The earth at his feet simply
shattered, as scales of whitest marble rose like a tide, upturning the earth at his feet and then some, extending for hundreds of miles in all directions. Kouri had to hang on for dear life as Tenrof fixed himself to the white surface, reaching out to grasp
Kthell by her belly and pulling her into his side. The white ground continued to rise, enough he could spy the boats along the far river like how
humans view ants on the ground. He could see people disembarking, approaching with speed from those vessels.
Quite dramatic for an entrance. If he could imitate sarcasm, it would be oozing from every word. At his current height, everything was disappointingly small.
The roar that sounded afterwards was powerful in its sheer auditory scale, a wall of sound and air slamming into him hard enough to destabilize his position. But with a mighty stomp he hung on, the action not even registering due to the size and strength of the scales. This time he would not fall, even as the ground further upturned and split open, the gargantuan tail flexing to its full length, an endless line of white scale and spine. He would think, and the World would
comply. He would not fall.
And with a subtle shift, his will was made manifest upon the World. A minor alteration, and unfortunately, what he could expect at his current capabilities.
Turning behind him, to where he supposed was the remaining body of the beast before him, he identified the entity as a dragon. He had been... partly right. Originally he had guessed it had been daemons of
Pandemonium, or perhaps even other cosmic horrors that ravaged the world when it was young. Horrors sealed away in the Golden Age. Not by his hand, but he had encountered such entities while he would journey through the Beyond. But this... he did not expect a dragon of such size and scale. Compared to it, mountains were but
dwarves, and its own kin would be whelps.
A World Wyrm, he'd title it. For it was certainly large enough. Poor Kouri.

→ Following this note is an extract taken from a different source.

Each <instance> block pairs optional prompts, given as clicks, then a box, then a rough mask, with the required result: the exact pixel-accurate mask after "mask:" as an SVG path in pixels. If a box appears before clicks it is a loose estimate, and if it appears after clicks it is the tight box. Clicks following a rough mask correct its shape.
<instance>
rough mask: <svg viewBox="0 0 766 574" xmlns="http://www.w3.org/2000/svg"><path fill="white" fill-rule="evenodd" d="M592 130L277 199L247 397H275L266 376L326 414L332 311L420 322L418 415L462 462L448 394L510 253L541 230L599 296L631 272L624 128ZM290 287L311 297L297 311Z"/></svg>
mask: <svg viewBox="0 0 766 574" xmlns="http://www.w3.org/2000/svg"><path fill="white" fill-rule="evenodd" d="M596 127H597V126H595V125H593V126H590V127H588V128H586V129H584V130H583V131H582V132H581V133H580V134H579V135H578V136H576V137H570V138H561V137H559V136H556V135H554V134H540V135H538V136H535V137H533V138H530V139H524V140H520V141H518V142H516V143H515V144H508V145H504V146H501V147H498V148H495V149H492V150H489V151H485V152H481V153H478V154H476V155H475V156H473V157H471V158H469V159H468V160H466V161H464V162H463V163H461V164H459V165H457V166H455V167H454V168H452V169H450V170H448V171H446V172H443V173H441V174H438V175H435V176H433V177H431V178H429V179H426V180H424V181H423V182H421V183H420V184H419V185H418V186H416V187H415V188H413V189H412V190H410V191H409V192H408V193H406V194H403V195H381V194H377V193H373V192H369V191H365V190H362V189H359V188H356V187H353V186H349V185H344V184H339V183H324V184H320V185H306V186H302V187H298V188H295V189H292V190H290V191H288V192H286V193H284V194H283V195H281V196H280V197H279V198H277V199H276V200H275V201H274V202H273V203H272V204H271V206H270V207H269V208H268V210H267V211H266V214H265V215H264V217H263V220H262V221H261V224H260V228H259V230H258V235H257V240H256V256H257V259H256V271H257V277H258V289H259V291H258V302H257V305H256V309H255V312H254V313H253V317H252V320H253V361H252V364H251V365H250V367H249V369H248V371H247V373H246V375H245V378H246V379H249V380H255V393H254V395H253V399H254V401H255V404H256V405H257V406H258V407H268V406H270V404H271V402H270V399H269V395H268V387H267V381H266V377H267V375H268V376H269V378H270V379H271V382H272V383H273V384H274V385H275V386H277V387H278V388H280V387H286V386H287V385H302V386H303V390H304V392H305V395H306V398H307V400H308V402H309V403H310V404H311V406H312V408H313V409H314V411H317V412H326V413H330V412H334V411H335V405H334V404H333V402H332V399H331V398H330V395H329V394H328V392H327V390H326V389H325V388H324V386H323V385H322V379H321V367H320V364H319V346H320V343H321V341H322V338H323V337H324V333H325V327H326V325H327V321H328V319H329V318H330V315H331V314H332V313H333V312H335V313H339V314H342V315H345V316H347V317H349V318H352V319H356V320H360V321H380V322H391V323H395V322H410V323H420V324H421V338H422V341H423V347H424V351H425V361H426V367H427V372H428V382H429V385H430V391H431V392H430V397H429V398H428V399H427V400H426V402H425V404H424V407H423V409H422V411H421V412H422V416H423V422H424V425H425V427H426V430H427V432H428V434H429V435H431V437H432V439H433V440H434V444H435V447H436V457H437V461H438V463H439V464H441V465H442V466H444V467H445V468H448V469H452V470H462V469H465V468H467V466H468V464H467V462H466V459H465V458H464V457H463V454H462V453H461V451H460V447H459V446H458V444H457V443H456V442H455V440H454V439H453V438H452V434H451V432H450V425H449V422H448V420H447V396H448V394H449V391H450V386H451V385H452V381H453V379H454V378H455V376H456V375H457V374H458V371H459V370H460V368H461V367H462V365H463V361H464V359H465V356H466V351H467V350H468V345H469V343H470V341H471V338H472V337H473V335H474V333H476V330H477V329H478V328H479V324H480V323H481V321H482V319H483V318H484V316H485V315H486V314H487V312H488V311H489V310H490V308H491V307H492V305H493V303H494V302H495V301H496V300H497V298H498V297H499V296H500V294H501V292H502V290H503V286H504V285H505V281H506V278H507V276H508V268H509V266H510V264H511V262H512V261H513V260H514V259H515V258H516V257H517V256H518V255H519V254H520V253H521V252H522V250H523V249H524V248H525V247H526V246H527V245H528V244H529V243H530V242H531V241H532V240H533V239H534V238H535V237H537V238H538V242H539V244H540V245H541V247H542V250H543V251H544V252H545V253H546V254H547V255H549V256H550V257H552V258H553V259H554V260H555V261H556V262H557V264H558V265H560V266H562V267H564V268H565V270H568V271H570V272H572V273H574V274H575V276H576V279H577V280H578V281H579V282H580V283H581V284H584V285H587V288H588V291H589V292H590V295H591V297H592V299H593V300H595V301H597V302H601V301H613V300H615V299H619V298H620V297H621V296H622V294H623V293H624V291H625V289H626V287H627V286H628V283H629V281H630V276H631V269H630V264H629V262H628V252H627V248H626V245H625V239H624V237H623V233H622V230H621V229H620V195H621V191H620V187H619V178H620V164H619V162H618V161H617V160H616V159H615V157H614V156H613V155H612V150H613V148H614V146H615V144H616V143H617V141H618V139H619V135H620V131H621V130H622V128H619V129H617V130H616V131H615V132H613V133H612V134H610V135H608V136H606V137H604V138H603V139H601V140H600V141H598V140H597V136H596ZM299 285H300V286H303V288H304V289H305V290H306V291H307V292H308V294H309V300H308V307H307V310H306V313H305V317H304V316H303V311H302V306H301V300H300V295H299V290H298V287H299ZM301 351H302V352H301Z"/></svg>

He had underestimated something for the first time. The only loss was the lack of ground and footing, but they were solved. He paused as the motions at his feet grew subtle, enough for him to examine what he stood on.
What he saw, only solidified his thoughts.
'Underestimated indeed. For one of such size, such seals would have to be absolute.'
He had been looking at the magic which concealed the seals of this creature, When the entity he sensed and whispered that accused epithet had been chained beneath locks that were near-absolute in their bindings. Only broken during auspicious events, such as the aligning of stars of today. Either this entity had been sealed in the hopes a future civilization could rise up to the challenge, or hope it was permanent.
He guessed the latter. What could any imagine of feeling when matched against this entity but despair? Desperation? Even he, a being of cold logic, could only envision himself retreating against something of this scale... as he was now. However, he would not take that option yet. The creature was not worth the effort, and he had survived far, far worse. So now he searched for an alternative, and it did not take long for him to find. Looking down the dragon's tail, he spied the cracked remains of a structure he surmised as an instrument for reading the stars. A mere dot, at his current height and position. One he could cover in a minute's time.
Then he looked straight down, through the scales, flesh, and bone, to the dark lands in the earth. Two paths, two choices. But time was short. The dragon may have stopped in its tracks, but there was no telling when it would move again.
And there was still how this entity had spoken that title... it was one streaked in blood. Ten thousand years of war in a single night, with enough bodies to build mountains and so much blood it drowned oceans. It was ancient enough to have seen the
Age of Wonders pass, for sure. If this dragon had any sort of lucidity, he would question it. For now...
"Young Kouri, where shall we go?"
The spirit, still trembling with fear, he calmed with strokes to the head and back, comforting it with his stone-like touch. It gazed into his lone eye, and seemed to come to an answer, trembles slowing to a rise of breath. Tenrof, reflecting on its birth, felt it was... miscalculated. He had expected the dark to remain beneath in the depths, but clearly it chose otherwise. Nevertheless, this was the age he had chosen, and he would do its best to ensure it could survive. Whatever it took, save his own restrictions.
The spirit guardian pointed down. Straight down.
Very well.
"We shall descend into the pits where this dragon came, Kthell. Perhaps in the defunct chains that bound this creature we can find a way around your own bonds."
He dislodged from the dragon's thigh, and fell straight for the abyss beneath that awaited them, with only his own eye and Kouri's feeble light to guide the way.